“Çok seviyordum. Öyle ki gecem gündüzüm, ekmeğim aşım olmuştu. Onsuz bir an bile geçiremez hale gelmiştim. O da beni çok seviyordu. Zaten geri kalan hiçbir detay umurumuzda değildi. Sonuçta aşkımız her şeyin üstesinden gelirdi diye düşünüyorduk. Kim inanırdı bir gün birbirimizden nefret eder hale geleceğimizi. Acaba nerede hata yapmıştık?

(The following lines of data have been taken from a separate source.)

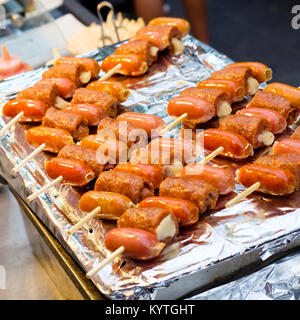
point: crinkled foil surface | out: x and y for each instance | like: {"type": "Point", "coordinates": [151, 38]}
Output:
{"type": "Point", "coordinates": [278, 281]}
{"type": "Point", "coordinates": [259, 224]}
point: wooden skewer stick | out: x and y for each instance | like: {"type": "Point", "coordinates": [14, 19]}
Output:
{"type": "Point", "coordinates": [111, 72]}
{"type": "Point", "coordinates": [60, 103]}
{"type": "Point", "coordinates": [11, 123]}
{"type": "Point", "coordinates": [43, 189]}
{"type": "Point", "coordinates": [107, 260]}
{"type": "Point", "coordinates": [243, 195]}
{"type": "Point", "coordinates": [28, 158]}
{"type": "Point", "coordinates": [173, 124]}
{"type": "Point", "coordinates": [212, 155]}
{"type": "Point", "coordinates": [84, 220]}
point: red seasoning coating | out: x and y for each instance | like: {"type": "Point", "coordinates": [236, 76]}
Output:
{"type": "Point", "coordinates": [235, 146]}
{"type": "Point", "coordinates": [110, 150]}
{"type": "Point", "coordinates": [65, 86]}
{"type": "Point", "coordinates": [102, 99]}
{"type": "Point", "coordinates": [161, 222]}
{"type": "Point", "coordinates": [168, 150]}
{"type": "Point", "coordinates": [87, 63]}
{"type": "Point", "coordinates": [54, 139]}
{"type": "Point", "coordinates": [84, 155]}
{"type": "Point", "coordinates": [235, 91]}
{"type": "Point", "coordinates": [142, 48]}
{"type": "Point", "coordinates": [91, 112]}
{"type": "Point", "coordinates": [222, 178]}
{"type": "Point", "coordinates": [271, 101]}
{"type": "Point", "coordinates": [132, 64]}
{"type": "Point", "coordinates": [240, 75]}
{"type": "Point", "coordinates": [296, 134]}
{"type": "Point", "coordinates": [259, 70]}
{"type": "Point", "coordinates": [121, 130]}
{"type": "Point", "coordinates": [74, 173]}
{"type": "Point", "coordinates": [150, 123]}
{"type": "Point", "coordinates": [198, 110]}
{"type": "Point", "coordinates": [153, 173]}
{"type": "Point", "coordinates": [273, 181]}
{"type": "Point", "coordinates": [34, 110]}
{"type": "Point", "coordinates": [139, 244]}
{"type": "Point", "coordinates": [218, 97]}
{"type": "Point", "coordinates": [114, 88]}
{"type": "Point", "coordinates": [182, 25]}
{"type": "Point", "coordinates": [65, 70]}
{"type": "Point", "coordinates": [276, 120]}
{"type": "Point", "coordinates": [288, 92]}
{"type": "Point", "coordinates": [186, 211]}
{"type": "Point", "coordinates": [113, 205]}
{"type": "Point", "coordinates": [250, 128]}
{"type": "Point", "coordinates": [72, 123]}
{"type": "Point", "coordinates": [287, 145]}
{"type": "Point", "coordinates": [46, 92]}
{"type": "Point", "coordinates": [134, 187]}
{"type": "Point", "coordinates": [203, 194]}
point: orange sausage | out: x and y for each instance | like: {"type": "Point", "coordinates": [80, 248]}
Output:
{"type": "Point", "coordinates": [237, 92]}
{"type": "Point", "coordinates": [273, 181]}
{"type": "Point", "coordinates": [138, 244]}
{"type": "Point", "coordinates": [112, 204]}
{"type": "Point", "coordinates": [198, 110]}
{"type": "Point", "coordinates": [66, 87]}
{"type": "Point", "coordinates": [150, 123]}
{"type": "Point", "coordinates": [116, 150]}
{"type": "Point", "coordinates": [259, 70]}
{"type": "Point", "coordinates": [182, 25]}
{"type": "Point", "coordinates": [288, 92]}
{"type": "Point", "coordinates": [88, 111]}
{"type": "Point", "coordinates": [235, 146]}
{"type": "Point", "coordinates": [222, 178]}
{"type": "Point", "coordinates": [288, 145]}
{"type": "Point", "coordinates": [186, 211]}
{"type": "Point", "coordinates": [151, 172]}
{"type": "Point", "coordinates": [87, 63]}
{"type": "Point", "coordinates": [132, 65]}
{"type": "Point", "coordinates": [54, 139]}
{"type": "Point", "coordinates": [34, 110]}
{"type": "Point", "coordinates": [276, 120]}
{"type": "Point", "coordinates": [296, 134]}
{"type": "Point", "coordinates": [114, 88]}
{"type": "Point", "coordinates": [74, 173]}
{"type": "Point", "coordinates": [170, 149]}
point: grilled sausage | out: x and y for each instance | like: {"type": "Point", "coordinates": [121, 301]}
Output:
{"type": "Point", "coordinates": [161, 222]}
{"type": "Point", "coordinates": [134, 187]}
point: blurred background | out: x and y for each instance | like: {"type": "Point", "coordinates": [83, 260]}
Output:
{"type": "Point", "coordinates": [257, 30]}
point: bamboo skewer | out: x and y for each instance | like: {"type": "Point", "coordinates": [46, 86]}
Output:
{"type": "Point", "coordinates": [107, 260]}
{"type": "Point", "coordinates": [111, 72]}
{"type": "Point", "coordinates": [11, 123]}
{"type": "Point", "coordinates": [28, 158]}
{"type": "Point", "coordinates": [173, 124]}
{"type": "Point", "coordinates": [243, 195]}
{"type": "Point", "coordinates": [43, 189]}
{"type": "Point", "coordinates": [84, 220]}
{"type": "Point", "coordinates": [212, 155]}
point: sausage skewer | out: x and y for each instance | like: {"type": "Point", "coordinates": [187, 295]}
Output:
{"type": "Point", "coordinates": [84, 220]}
{"type": "Point", "coordinates": [28, 158]}
{"type": "Point", "coordinates": [11, 123]}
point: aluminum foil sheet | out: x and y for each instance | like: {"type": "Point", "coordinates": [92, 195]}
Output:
{"type": "Point", "coordinates": [219, 244]}
{"type": "Point", "coordinates": [278, 281]}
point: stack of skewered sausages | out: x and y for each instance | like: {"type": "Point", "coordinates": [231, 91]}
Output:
{"type": "Point", "coordinates": [149, 201]}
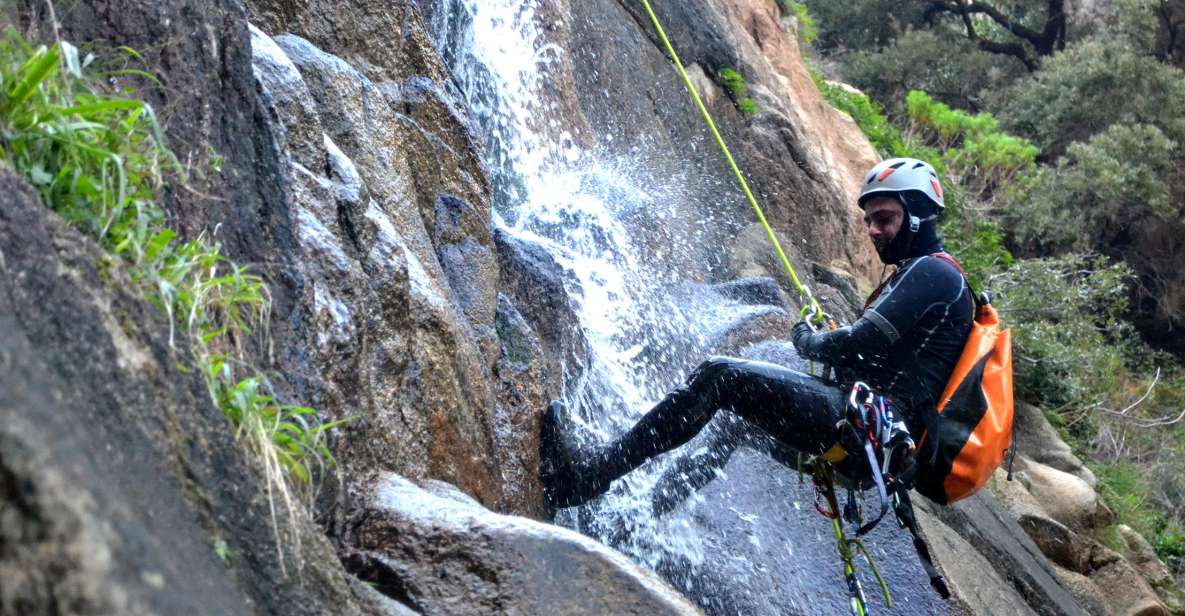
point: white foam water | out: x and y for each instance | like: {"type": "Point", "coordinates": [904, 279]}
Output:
{"type": "Point", "coordinates": [645, 325]}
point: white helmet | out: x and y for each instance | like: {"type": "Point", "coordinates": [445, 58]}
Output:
{"type": "Point", "coordinates": [896, 177]}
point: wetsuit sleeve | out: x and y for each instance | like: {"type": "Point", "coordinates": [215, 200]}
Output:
{"type": "Point", "coordinates": [928, 282]}
{"type": "Point", "coordinates": [860, 342]}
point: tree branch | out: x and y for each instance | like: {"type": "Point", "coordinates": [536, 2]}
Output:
{"type": "Point", "coordinates": [1049, 39]}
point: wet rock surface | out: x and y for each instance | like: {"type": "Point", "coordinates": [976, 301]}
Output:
{"type": "Point", "coordinates": [117, 476]}
{"type": "Point", "coordinates": [471, 560]}
{"type": "Point", "coordinates": [352, 180]}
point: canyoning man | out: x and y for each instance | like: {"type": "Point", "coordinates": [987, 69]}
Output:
{"type": "Point", "coordinates": [904, 346]}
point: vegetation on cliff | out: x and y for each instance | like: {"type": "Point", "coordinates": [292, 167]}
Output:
{"type": "Point", "coordinates": [98, 159]}
{"type": "Point", "coordinates": [1061, 141]}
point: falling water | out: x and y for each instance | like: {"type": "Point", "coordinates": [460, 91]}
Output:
{"type": "Point", "coordinates": [645, 320]}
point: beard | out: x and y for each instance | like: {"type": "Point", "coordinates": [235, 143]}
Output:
{"type": "Point", "coordinates": [884, 249]}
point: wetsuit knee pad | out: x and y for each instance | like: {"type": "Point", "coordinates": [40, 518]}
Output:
{"type": "Point", "coordinates": [712, 371]}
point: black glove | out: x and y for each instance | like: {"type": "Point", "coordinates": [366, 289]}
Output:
{"type": "Point", "coordinates": [800, 335]}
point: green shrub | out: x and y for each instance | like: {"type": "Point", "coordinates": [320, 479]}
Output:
{"type": "Point", "coordinates": [1090, 87]}
{"type": "Point", "coordinates": [868, 115]}
{"type": "Point", "coordinates": [734, 84]}
{"type": "Point", "coordinates": [975, 154]}
{"type": "Point", "coordinates": [100, 161]}
{"type": "Point", "coordinates": [950, 68]}
{"type": "Point", "coordinates": [1122, 177]}
{"type": "Point", "coordinates": [807, 27]}
{"type": "Point", "coordinates": [1068, 327]}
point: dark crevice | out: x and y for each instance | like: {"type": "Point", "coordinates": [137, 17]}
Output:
{"type": "Point", "coordinates": [380, 576]}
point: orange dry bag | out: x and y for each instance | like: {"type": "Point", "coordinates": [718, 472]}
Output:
{"type": "Point", "coordinates": [974, 422]}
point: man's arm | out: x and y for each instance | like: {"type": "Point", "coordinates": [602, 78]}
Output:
{"type": "Point", "coordinates": [859, 344]}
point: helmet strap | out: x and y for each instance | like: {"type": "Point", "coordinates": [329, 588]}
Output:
{"type": "Point", "coordinates": [915, 223]}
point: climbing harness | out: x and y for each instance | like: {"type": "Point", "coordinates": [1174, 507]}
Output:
{"type": "Point", "coordinates": [870, 425]}
{"type": "Point", "coordinates": [822, 473]}
{"type": "Point", "coordinates": [804, 292]}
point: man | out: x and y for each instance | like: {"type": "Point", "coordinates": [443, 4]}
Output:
{"type": "Point", "coordinates": [904, 345]}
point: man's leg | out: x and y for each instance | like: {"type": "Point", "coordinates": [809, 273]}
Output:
{"type": "Point", "coordinates": [796, 409]}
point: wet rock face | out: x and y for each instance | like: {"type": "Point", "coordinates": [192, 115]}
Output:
{"type": "Point", "coordinates": [116, 474]}
{"type": "Point", "coordinates": [471, 560]}
{"type": "Point", "coordinates": [804, 159]}
{"type": "Point", "coordinates": [395, 319]}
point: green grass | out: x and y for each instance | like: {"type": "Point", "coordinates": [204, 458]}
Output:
{"type": "Point", "coordinates": [98, 160]}
{"type": "Point", "coordinates": [808, 30]}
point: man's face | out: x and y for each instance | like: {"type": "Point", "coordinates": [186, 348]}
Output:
{"type": "Point", "coordinates": [884, 216]}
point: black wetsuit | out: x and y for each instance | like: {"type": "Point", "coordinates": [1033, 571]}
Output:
{"type": "Point", "coordinates": [905, 344]}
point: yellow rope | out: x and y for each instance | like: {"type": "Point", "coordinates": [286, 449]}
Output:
{"type": "Point", "coordinates": [804, 292]}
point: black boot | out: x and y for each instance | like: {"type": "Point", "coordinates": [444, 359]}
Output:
{"type": "Point", "coordinates": [570, 475]}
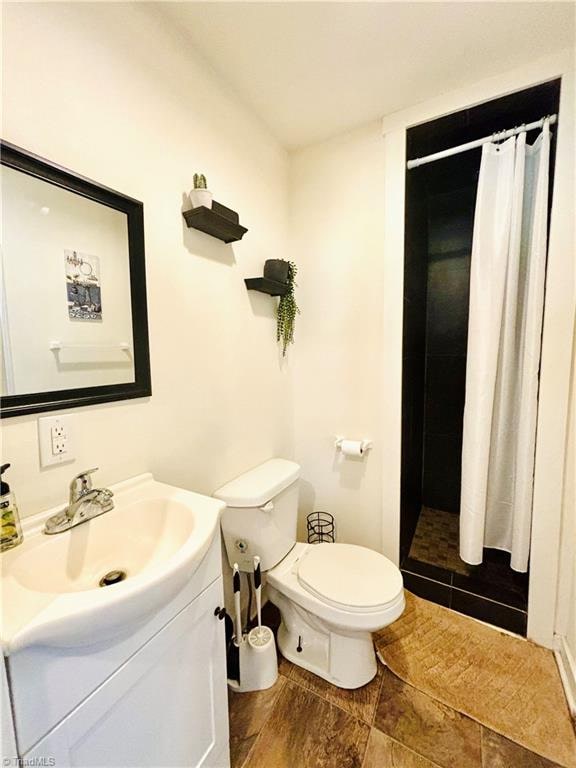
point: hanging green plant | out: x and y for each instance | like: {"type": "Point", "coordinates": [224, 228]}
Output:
{"type": "Point", "coordinates": [287, 311]}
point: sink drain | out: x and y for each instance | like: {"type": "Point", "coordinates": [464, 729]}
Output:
{"type": "Point", "coordinates": [112, 577]}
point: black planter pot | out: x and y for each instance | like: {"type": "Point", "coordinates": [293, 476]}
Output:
{"type": "Point", "coordinates": [276, 269]}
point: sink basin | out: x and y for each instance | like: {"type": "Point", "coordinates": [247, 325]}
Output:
{"type": "Point", "coordinates": [156, 537]}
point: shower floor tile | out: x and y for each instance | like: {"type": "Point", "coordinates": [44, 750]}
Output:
{"type": "Point", "coordinates": [434, 554]}
{"type": "Point", "coordinates": [436, 540]}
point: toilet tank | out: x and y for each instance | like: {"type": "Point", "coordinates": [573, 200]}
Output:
{"type": "Point", "coordinates": [261, 514]}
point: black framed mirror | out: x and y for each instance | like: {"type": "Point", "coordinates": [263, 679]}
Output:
{"type": "Point", "coordinates": [73, 290]}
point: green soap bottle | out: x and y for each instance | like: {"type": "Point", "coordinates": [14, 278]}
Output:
{"type": "Point", "coordinates": [11, 530]}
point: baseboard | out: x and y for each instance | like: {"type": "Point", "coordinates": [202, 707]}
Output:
{"type": "Point", "coordinates": [567, 667]}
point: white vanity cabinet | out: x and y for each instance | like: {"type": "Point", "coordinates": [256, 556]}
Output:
{"type": "Point", "coordinates": [165, 706]}
{"type": "Point", "coordinates": [131, 674]}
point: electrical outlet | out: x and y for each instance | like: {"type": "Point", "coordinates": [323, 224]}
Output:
{"type": "Point", "coordinates": [55, 439]}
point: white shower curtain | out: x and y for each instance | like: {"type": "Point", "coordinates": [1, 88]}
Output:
{"type": "Point", "coordinates": [504, 338]}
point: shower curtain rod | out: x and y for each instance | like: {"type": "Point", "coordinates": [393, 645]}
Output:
{"type": "Point", "coordinates": [499, 136]}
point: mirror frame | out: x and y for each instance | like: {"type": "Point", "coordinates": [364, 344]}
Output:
{"type": "Point", "coordinates": [37, 402]}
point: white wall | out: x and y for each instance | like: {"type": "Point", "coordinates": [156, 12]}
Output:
{"type": "Point", "coordinates": [111, 92]}
{"type": "Point", "coordinates": [337, 232]}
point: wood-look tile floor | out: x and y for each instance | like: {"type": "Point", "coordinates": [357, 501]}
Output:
{"type": "Point", "coordinates": [304, 722]}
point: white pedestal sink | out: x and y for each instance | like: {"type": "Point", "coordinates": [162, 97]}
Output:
{"type": "Point", "coordinates": [66, 640]}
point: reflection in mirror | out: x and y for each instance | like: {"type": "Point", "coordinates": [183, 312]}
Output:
{"type": "Point", "coordinates": [73, 299]}
{"type": "Point", "coordinates": [66, 279]}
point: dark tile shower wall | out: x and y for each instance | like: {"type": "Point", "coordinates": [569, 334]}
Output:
{"type": "Point", "coordinates": [440, 201]}
{"type": "Point", "coordinates": [450, 222]}
{"type": "Point", "coordinates": [413, 363]}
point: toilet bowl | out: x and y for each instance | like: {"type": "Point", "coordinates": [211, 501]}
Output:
{"type": "Point", "coordinates": [331, 597]}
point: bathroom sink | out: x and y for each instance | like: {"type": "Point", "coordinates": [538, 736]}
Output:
{"type": "Point", "coordinates": [102, 578]}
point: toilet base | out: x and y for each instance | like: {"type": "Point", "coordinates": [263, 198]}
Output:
{"type": "Point", "coordinates": [347, 660]}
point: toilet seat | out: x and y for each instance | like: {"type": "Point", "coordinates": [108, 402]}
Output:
{"type": "Point", "coordinates": [284, 578]}
{"type": "Point", "coordinates": [347, 576]}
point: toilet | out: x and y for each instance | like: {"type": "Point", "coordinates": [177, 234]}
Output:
{"type": "Point", "coordinates": [331, 597]}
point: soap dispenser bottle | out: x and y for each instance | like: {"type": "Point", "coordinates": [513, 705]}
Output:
{"type": "Point", "coordinates": [11, 534]}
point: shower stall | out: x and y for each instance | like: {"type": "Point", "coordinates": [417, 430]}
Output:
{"type": "Point", "coordinates": [441, 201]}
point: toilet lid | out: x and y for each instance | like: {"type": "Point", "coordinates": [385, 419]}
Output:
{"type": "Point", "coordinates": [349, 576]}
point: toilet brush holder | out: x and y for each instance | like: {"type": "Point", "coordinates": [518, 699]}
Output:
{"type": "Point", "coordinates": [258, 661]}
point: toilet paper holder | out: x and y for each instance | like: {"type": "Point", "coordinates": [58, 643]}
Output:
{"type": "Point", "coordinates": [363, 445]}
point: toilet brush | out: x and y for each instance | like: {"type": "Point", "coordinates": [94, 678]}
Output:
{"type": "Point", "coordinates": [256, 652]}
{"type": "Point", "coordinates": [258, 590]}
{"type": "Point", "coordinates": [233, 660]}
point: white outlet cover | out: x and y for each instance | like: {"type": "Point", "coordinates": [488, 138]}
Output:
{"type": "Point", "coordinates": [47, 427]}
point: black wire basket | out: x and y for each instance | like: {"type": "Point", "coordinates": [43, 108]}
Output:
{"type": "Point", "coordinates": [321, 528]}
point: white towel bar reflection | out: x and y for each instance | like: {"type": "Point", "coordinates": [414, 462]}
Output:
{"type": "Point", "coordinates": [56, 345]}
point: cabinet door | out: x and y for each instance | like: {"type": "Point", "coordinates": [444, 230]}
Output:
{"type": "Point", "coordinates": [165, 707]}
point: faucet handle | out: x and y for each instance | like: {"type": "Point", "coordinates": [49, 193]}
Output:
{"type": "Point", "coordinates": [82, 482]}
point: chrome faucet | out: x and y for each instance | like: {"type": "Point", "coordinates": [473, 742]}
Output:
{"type": "Point", "coordinates": [84, 503]}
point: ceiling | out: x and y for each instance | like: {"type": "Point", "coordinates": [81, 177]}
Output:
{"type": "Point", "coordinates": [314, 69]}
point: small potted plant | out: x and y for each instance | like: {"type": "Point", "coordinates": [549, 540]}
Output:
{"type": "Point", "coordinates": [287, 311]}
{"type": "Point", "coordinates": [277, 269]}
{"type": "Point", "coordinates": [200, 195]}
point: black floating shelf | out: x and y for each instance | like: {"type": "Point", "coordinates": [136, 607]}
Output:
{"type": "Point", "coordinates": [264, 285]}
{"type": "Point", "coordinates": [218, 221]}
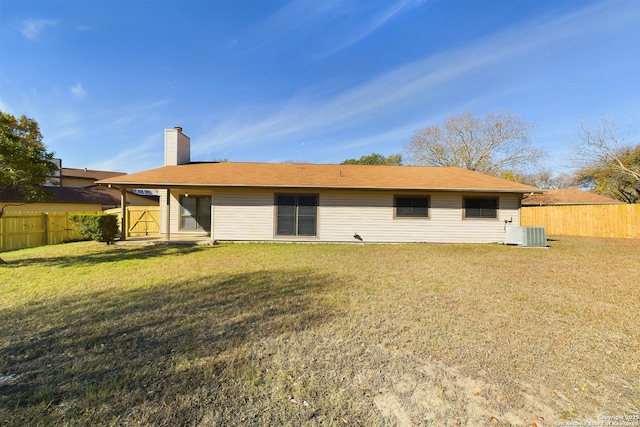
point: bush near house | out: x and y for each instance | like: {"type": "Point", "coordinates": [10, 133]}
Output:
{"type": "Point", "coordinates": [101, 228]}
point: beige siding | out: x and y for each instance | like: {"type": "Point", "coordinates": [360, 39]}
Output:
{"type": "Point", "coordinates": [174, 216]}
{"type": "Point", "coordinates": [342, 214]}
{"type": "Point", "coordinates": [242, 214]}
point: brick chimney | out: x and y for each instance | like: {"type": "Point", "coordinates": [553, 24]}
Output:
{"type": "Point", "coordinates": [177, 147]}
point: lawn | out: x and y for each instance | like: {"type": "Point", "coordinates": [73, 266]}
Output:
{"type": "Point", "coordinates": [288, 334]}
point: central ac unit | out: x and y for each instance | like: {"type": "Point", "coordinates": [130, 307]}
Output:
{"type": "Point", "coordinates": [526, 236]}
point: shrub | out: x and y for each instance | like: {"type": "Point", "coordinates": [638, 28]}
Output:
{"type": "Point", "coordinates": [101, 228]}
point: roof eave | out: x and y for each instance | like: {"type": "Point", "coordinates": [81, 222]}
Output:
{"type": "Point", "coordinates": [161, 185]}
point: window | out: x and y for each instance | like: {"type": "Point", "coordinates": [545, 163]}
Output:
{"type": "Point", "coordinates": [296, 215]}
{"type": "Point", "coordinates": [481, 207]}
{"type": "Point", "coordinates": [411, 207]}
{"type": "Point", "coordinates": [195, 213]}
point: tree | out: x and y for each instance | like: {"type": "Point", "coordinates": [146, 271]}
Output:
{"type": "Point", "coordinates": [491, 144]}
{"type": "Point", "coordinates": [546, 179]}
{"type": "Point", "coordinates": [25, 162]}
{"type": "Point", "coordinates": [605, 163]}
{"type": "Point", "coordinates": [375, 159]}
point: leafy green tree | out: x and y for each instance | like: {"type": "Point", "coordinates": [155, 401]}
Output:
{"type": "Point", "coordinates": [606, 164]}
{"type": "Point", "coordinates": [25, 162]}
{"type": "Point", "coordinates": [491, 144]}
{"type": "Point", "coordinates": [375, 159]}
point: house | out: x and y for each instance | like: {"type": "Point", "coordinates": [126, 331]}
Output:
{"type": "Point", "coordinates": [568, 196]}
{"type": "Point", "coordinates": [73, 199]}
{"type": "Point", "coordinates": [74, 190]}
{"type": "Point", "coordinates": [326, 203]}
{"type": "Point", "coordinates": [72, 177]}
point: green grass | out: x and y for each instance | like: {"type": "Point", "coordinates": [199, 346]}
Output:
{"type": "Point", "coordinates": [280, 334]}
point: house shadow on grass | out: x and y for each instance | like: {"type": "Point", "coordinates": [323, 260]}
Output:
{"type": "Point", "coordinates": [110, 254]}
{"type": "Point", "coordinates": [103, 357]}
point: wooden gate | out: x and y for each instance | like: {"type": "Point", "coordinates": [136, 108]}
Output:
{"type": "Point", "coordinates": [141, 220]}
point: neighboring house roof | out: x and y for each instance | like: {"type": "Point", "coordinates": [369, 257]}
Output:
{"type": "Point", "coordinates": [292, 175]}
{"type": "Point", "coordinates": [567, 196]}
{"type": "Point", "coordinates": [87, 174]}
{"type": "Point", "coordinates": [83, 195]}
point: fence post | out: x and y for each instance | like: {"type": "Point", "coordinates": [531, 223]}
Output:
{"type": "Point", "coordinates": [2, 233]}
{"type": "Point", "coordinates": [45, 228]}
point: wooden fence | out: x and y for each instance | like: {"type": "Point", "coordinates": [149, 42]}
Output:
{"type": "Point", "coordinates": [141, 220]}
{"type": "Point", "coordinates": [19, 230]}
{"type": "Point", "coordinates": [585, 220]}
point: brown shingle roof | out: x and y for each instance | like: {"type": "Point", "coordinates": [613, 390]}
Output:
{"type": "Point", "coordinates": [230, 174]}
{"type": "Point", "coordinates": [567, 196]}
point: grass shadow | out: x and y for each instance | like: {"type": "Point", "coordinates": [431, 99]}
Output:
{"type": "Point", "coordinates": [96, 359]}
{"type": "Point", "coordinates": [111, 254]}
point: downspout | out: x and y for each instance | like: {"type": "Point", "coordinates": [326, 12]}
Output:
{"type": "Point", "coordinates": [168, 219]}
{"type": "Point", "coordinates": [123, 207]}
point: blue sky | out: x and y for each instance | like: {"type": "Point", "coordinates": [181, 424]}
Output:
{"type": "Point", "coordinates": [314, 81]}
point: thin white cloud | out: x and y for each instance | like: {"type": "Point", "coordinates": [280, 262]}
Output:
{"type": "Point", "coordinates": [360, 32]}
{"type": "Point", "coordinates": [78, 92]}
{"type": "Point", "coordinates": [418, 86]}
{"type": "Point", "coordinates": [145, 154]}
{"type": "Point", "coordinates": [31, 28]}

Aslında kendini gösteren bir sürü gündemimiz vardı ama biz görmeyi hiç istemedik. Mesela ben; özgürlüğüne düşkün, kendi kararlarını almayı tercih eden, başına buyruk bir karakterken, O olabildiğine çevresindekileri önemseyen, kararlarının etrafındakilerle değerlendirip teyit ettiren biriydi. Yaptığım hareketlere müdahale ederken “beni çok sevdiğinden yapıyor, aman ne olacak onun dediği olsun bu sefer de, nasıl olsa evlenince rahatlar” telkinlerini içimden geçiriyordum. O ise “nasıl olsa evlenince başına buyrukluğundan vazgeçer, kararlarında danışır, bir de çocuk olunca özgürlüğün olmayacağını anlar” beklentisiyle avutuyormuş kendini. Oysa bunlar bizim kırmızı çizgilerimizmiş şimdilerde anlıyoruz. Tahammül edemiyoruz düşüncelerimize, davranışlarımıza. Duygularımız da azalıyor, yok oluyor. Katlanamıyoruz..
Tanıdık geldi mi bu cümleler? Kendimizin yaşaması dışında, şahitlik ettiğimiz de olmuştur mutlaka. Hadi o zaman bir göz atalım. Ne demişti son cümlede “Katlanamıyoruz”

Nedir bu katlanabilirlik?
Katlanabilirlik; insanın olumlu ve olumsuz sınırlarına tahammül gücüdür. Yani aklınıza gelebilecek her konudaki en uç noktalarınızla ilgili davranışlarınızdır. Katlanabilirlik insana sabır olgunluk gibi erdemler kazandırırken değersizlik özgüven eksikliği gibi yıkıcı belirtilere de sebep olabilir. Bu yüzden her birey kendiyle ilgili sınırları keşfetmeli ve bu doğrultuda yaşantısını şekillendirmelidir. Özellikle zamanla gelecek değişime inanmak, yaşanılan duygunun büyüklüğüne kapılmak, fedakarlık ve özveri ile her şeyin halledilebileceğini düşünmek kişinin altından kalkamayacağı yükleri sırtlanmasına sebep olur. Nitekim yarı yolda yorgun düşen beden ve ruh problemlerle savaşmakta güçsüz kalacaktır. Örneğin; sorumluluk duygusu aşırı gelişmiş ve bu konuda hassasiyetleri büyük olan bir birey rahat ve anlık yaşayan bir bireyle büyük ihtimalle sıkıntı yaşayacaktır. Oysa ki kıskançlık gibi bir konu belki de bu çiftin hiç gündemi olmayacaktır. Yalnız eğer sorumluluk duygusu katlanabilirlik sınırları dışında bir hassasiyetle yaşanıyorsa ikilinin hayatını zehir etme noktasına kadar gelebilir. Hatta olumlu nitelendireceğimiz konuların üzerini kapatıp önemsizleştirebilir.
İnsan kendini tanımalıdır. Tepkilerini değerlendirmelidir. Her konunun iyi tarafı kadar kötü tarafını da terazi kefesine koymalıdır.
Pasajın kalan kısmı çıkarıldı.